Humanistenpartei im Aufwind
Erst ein Jahr ist die Partei der Humanisten (PdH) alt, und ihre Mitgliederzahl bewegt sich bisher im unteren dreistelligen Bereich. Aber in der säkularen Szene punktet sie beachtlich. Zu einem regionalen Treffen in München kamen sogar im Ferienmonat August immerhin 22 Mitglieder und Interessenten.

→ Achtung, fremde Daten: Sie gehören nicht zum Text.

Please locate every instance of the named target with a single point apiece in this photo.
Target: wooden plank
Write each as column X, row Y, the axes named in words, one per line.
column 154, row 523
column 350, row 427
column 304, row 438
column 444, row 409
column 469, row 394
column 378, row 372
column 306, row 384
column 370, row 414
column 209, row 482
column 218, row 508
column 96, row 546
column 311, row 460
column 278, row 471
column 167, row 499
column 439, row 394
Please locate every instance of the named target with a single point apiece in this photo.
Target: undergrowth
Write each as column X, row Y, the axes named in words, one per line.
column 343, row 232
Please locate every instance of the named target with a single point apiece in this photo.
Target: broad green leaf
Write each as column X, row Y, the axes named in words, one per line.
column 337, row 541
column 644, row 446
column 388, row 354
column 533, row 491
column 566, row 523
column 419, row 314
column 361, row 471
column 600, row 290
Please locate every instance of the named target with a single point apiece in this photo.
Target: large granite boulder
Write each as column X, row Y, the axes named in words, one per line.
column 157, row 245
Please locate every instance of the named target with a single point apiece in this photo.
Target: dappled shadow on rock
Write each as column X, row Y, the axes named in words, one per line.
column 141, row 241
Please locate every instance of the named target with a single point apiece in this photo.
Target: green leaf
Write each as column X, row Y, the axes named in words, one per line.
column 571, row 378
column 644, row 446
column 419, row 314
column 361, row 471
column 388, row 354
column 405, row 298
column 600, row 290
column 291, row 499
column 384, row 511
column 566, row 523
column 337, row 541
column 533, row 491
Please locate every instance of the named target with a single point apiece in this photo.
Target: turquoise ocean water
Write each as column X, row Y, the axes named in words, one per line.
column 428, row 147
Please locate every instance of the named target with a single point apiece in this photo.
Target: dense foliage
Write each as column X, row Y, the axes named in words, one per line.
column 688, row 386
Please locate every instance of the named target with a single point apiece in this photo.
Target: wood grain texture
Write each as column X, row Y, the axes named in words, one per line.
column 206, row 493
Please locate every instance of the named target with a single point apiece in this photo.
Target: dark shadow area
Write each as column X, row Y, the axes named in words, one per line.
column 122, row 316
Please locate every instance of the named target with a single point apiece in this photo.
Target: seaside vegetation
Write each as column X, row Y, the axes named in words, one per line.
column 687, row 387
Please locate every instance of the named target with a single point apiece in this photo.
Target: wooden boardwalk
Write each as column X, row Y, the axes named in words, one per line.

Der Gedankenaustausch entwickelte sich in sehr positiver Weise, denn der Bundesvorstand besteht zwar fast ausschließlich aus jungen und engagierten Idealisten, die aber gleichzeitig viel Realitätssinn mitbringen und sehr wohl wissen, dass eine Kleinpartei nicht immer einen Aufschwung nehmen wird wie die Piraten (bis zu deren selbstverschuldeten Absturz).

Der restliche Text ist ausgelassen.